Casting has a history that harkens back to the bronze age. In fact, the first recorded use of casting to create an object was in 3200 B.C. when a frog made of copper was created in Mesopotamia. That began a long journey in the world of casting objects, starting with bronze tools and weapons, and on to ornaments, jewelry, and just about anything one can think of.
With a technology that goes back so far, evolutions are expected, if not inherently necessary. However, while there have been significant advances in casting methods since ancient times, even modern processes leave a lot to be desired. Today large resin objects and molds for composite parts help produce so much of what we use. Despite this, creating a mold for composite objects remains time consuming and expensive.
Composite Molds Service an Enormous Market
In our world we can see composite parts everywhere we turn. If you need more proof, look no further than the projections for the global composites market which is set to reach $144.5 Billion by 2028. Somehow, the underpinnings of this enormous market are still dependent on investing inordinate amounts of time and money in creating the needed molds to create composite parts. This bottleneck in production of molds for composite parts, commonly called composites tooling, or sometimes composite molds, has not been addressed properly by workflows centered around traditional mold making methods.
How does that workflow look? By taking 19 steps to create the all-important composite mold:
- Plug Design
- Raw Material Preparation
- Raw Material Placement
- Rough Machining
- Fine Machining
- Polish Tool Side
- Apply Sealant
- Apply Release Agent
- Apply Gel Coat Layer
- Layup Preparation
- Resin & Fabric Layup
- Apply Vacuum Bag
- Release Vacuum Bag
- Release Mold
- Build Rib Support
- Bond Mold & Ribs
- Prepare Mold Surface
This incredibly lengthy process has many downsides. To start with, when we say “lengthy” we mean it’ll take weeks if not months. This could mean a long lead time for maintaining, expanding, or launching production lines. In addition, this 19-step journey is complex and heavily labor intensive.
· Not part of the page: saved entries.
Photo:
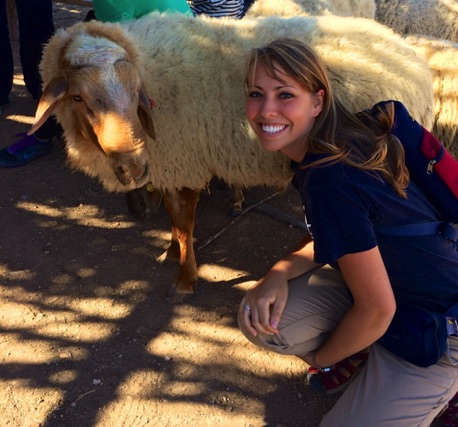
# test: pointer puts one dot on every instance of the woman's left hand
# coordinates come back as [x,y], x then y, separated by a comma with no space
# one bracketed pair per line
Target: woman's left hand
[263,304]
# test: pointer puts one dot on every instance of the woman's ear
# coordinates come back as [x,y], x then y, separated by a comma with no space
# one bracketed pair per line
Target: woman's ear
[318,100]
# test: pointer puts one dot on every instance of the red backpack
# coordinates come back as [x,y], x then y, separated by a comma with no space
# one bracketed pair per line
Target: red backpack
[432,168]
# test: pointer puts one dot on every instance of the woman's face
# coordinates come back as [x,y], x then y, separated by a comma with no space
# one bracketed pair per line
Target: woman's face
[281,113]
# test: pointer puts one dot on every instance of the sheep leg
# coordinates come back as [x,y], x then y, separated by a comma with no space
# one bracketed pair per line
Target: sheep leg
[181,206]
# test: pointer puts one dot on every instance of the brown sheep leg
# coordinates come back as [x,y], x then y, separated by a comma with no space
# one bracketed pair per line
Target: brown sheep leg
[181,206]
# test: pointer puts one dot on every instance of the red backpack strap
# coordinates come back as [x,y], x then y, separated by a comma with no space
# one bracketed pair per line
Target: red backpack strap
[440,161]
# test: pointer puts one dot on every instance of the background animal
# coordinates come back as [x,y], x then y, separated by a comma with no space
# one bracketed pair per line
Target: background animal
[290,8]
[435,18]
[98,79]
[430,27]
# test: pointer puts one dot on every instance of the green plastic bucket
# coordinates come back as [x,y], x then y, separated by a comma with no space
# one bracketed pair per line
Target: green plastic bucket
[123,10]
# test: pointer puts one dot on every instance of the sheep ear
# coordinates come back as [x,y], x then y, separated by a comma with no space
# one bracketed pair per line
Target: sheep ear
[144,114]
[48,102]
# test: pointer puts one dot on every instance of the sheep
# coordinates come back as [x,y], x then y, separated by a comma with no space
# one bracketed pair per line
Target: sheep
[435,18]
[290,8]
[403,16]
[442,58]
[98,77]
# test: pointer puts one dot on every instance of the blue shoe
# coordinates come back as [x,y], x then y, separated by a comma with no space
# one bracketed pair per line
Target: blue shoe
[24,151]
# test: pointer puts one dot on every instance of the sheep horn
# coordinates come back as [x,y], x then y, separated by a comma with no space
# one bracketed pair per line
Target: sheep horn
[48,102]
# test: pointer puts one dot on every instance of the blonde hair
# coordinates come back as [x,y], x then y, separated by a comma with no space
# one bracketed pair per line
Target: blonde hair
[361,140]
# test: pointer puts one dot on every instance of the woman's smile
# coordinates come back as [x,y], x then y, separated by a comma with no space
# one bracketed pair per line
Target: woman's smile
[281,112]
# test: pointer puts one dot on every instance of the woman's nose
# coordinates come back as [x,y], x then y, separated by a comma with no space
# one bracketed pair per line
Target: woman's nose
[269,107]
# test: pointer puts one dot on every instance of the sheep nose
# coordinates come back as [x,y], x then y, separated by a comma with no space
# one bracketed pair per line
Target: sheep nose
[131,173]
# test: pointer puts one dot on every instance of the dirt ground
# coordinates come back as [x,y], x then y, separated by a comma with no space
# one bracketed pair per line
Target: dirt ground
[88,336]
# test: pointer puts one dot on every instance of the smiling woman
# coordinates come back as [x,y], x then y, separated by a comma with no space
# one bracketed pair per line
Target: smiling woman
[336,295]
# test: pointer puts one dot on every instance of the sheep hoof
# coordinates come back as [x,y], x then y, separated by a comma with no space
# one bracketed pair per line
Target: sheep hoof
[236,211]
[167,256]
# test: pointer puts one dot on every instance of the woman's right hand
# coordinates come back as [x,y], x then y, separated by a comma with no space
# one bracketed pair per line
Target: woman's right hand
[263,304]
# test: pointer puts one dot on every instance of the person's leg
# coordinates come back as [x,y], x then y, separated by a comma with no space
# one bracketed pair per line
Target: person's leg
[316,303]
[391,392]
[35,28]
[6,57]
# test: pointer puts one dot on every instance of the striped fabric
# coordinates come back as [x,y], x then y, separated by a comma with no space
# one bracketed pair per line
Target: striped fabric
[217,8]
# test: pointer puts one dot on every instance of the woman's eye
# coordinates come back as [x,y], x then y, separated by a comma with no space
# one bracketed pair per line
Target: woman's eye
[254,94]
[286,95]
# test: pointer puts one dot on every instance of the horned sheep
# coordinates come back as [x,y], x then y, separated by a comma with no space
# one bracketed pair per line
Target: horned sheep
[98,78]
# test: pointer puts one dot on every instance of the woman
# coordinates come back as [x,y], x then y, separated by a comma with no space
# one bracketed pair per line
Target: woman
[336,295]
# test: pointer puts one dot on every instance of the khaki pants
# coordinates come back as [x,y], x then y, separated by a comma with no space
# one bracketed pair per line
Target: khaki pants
[388,392]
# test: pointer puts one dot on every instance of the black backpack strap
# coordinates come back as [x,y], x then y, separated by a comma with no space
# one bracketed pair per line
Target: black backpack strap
[449,231]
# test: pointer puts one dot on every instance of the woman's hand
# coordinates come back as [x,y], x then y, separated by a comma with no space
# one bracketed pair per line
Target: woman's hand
[263,304]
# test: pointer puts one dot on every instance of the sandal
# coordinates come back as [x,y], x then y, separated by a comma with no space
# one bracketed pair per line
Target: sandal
[339,377]
[448,418]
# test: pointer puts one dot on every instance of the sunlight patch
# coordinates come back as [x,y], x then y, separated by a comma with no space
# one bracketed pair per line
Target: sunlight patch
[214,273]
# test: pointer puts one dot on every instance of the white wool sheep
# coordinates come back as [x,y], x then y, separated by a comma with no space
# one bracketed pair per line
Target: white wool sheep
[435,18]
[442,57]
[290,8]
[97,78]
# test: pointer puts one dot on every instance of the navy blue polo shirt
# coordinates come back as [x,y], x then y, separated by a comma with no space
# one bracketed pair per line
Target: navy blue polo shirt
[341,205]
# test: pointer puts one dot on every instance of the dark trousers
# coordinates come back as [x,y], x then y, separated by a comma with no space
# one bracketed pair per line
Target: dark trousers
[35,28]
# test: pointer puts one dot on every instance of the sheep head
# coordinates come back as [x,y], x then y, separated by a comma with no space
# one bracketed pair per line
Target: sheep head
[96,91]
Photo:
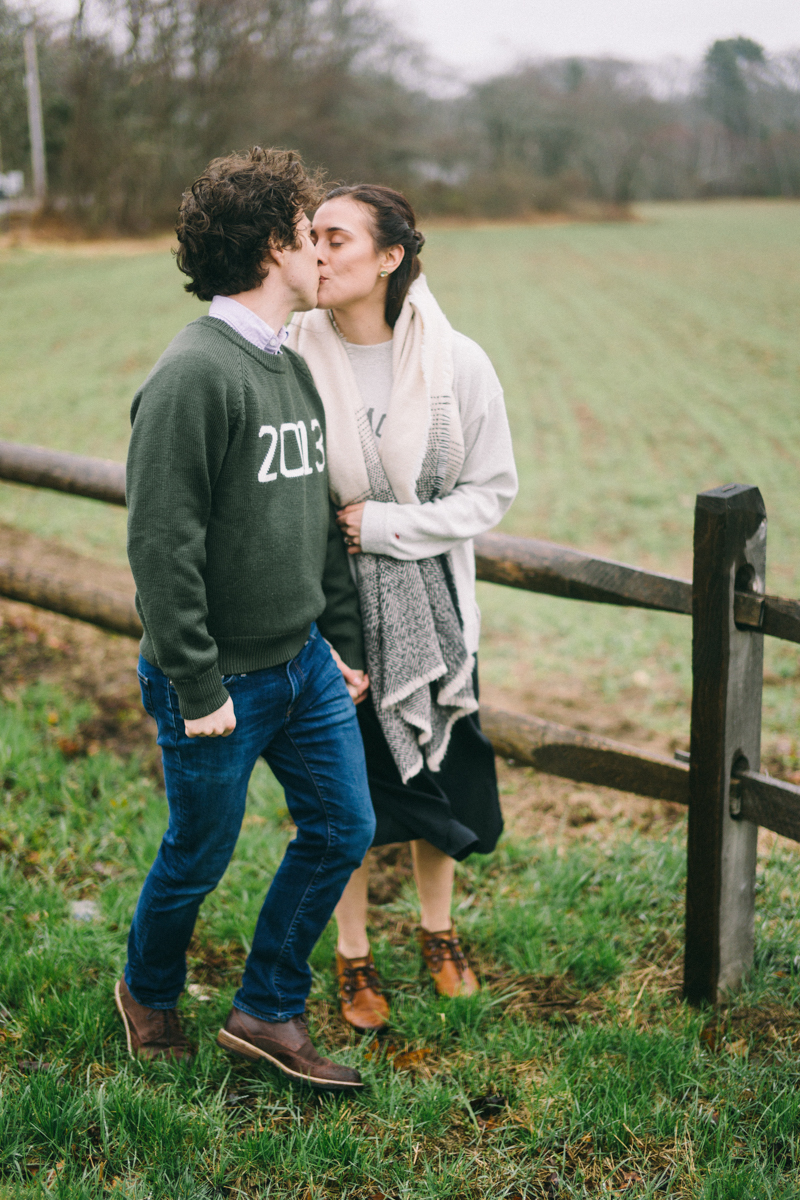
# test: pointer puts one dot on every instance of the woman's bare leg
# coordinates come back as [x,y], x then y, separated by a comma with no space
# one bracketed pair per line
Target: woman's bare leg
[352,915]
[433,871]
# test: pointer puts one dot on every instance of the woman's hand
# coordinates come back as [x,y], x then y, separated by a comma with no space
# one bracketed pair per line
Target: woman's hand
[349,521]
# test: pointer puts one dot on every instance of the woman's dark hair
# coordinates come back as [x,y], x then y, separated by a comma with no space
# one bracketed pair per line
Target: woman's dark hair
[234,213]
[394,223]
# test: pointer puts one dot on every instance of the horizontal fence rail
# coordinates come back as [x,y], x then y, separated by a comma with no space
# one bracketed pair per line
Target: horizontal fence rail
[109,610]
[524,563]
[98,479]
[561,571]
[587,759]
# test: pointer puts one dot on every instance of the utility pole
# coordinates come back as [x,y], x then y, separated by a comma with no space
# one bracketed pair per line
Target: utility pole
[35,121]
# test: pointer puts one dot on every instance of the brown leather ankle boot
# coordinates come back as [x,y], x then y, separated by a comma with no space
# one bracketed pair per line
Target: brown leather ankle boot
[364,1005]
[447,963]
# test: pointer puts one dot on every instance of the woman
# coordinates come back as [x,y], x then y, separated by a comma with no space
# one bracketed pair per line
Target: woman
[420,462]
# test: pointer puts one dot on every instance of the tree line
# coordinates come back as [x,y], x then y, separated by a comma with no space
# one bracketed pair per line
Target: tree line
[136,105]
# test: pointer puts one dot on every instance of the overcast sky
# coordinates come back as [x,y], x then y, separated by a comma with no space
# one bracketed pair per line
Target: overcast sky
[480,36]
[477,37]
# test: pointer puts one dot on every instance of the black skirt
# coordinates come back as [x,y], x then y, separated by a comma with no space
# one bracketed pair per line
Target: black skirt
[457,808]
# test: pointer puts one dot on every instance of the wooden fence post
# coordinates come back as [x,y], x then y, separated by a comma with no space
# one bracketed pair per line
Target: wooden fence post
[727,669]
It requires a great deal of experience and manual precision, often leaving behind waste products too. Despite many efforts to break this bottleneck in the past, it maintained a hold of composite manufacturing – until the advent of Cast-in-Motion. This newest technology is shaking up the mammoth composites market and bringing it forward into the digital age.
Cast In Motion – a Generational Breakthrough
Since Massivit 3D’s unveiling their proprietary Cast-in-Motion technology the industry has been abuzz. The ramifications for composites tooling were clear from the outset. Using CIM, composite mold manufacturers could save up to 90% of their manual labor costs while shortening their production time by 80%. The key lies in the innovative process by which additive manufacturing is coupled with unique resin casting technology.
Powered by Cast-in-Motion, the new Massivit 10000 uses two different heads that work together in harmony, all guided by the digital precision of the machine’s software. The printing head is focused on creating a “sacrificial” outer shell, while the casting head is responsible for the production mold itself. While groundbreaking, it is a rather straightforward process to understand. While the printing head leads the way, creating that outer shell by deploying an advanced formulation of rapid-curing, photopolymer material, the casting head follows closely behind filling the shell with high-performance casting material that enables true isotropy.
Thus, printing and casting the mold is done in one step. After curing the mold, it can now be removed from its shell, and here the process retains its simplicity due to the water-breakable properties of the “sacrificial” outer shell. This means the object can be placed in plain water and that outer shell will simply break away – leaving behind the composite mold itself. The mold is now ready and can be post-processed as needed.
That lengthy 19-step process is now down to just 4 steps:
- Printing the Mold
- Oven Curing the Mold
- Submerging the Mold in Water
- Sanding & Polishing the Mold as Required
Direct casting of the mold eliminates the need of creating a master or plug, significantly simplifying and shortening the process of composite molds production. The additive manufacturing of the outer shell also enables exceptional geometry freedom for the most complex of designs. All of this adds up to a significant reduction in tooling costs, while reducing expensive material waste.
Composite Tooling in Days Instead of Weeks
The streamlined Cast-in-Motion process has an array of benefits, but what grabs the attention of composite mold manufacturers is the incredible speed. In this new era of advanced digital 3D printers, composite tooling can be produced in days instead of weeks. This has the power to break the bottleneck of mold production for composite materials, causing a tidal wave of change in the enormous composite materials market.
With the Massivit 10000 rollout in 2022, composite tooling manufacturers are looking to Cast-in-Motion technology to change the way they’ve always done things. This generational step is an incredible evolution in casting, which itself is a technology that is over 5000 years old. Seminal changes don’t come around very often, but it is clear we are on the cusp of one that could change composites production forever. For technologists and businesses alike, it is an incredible time to be witnessing such a change.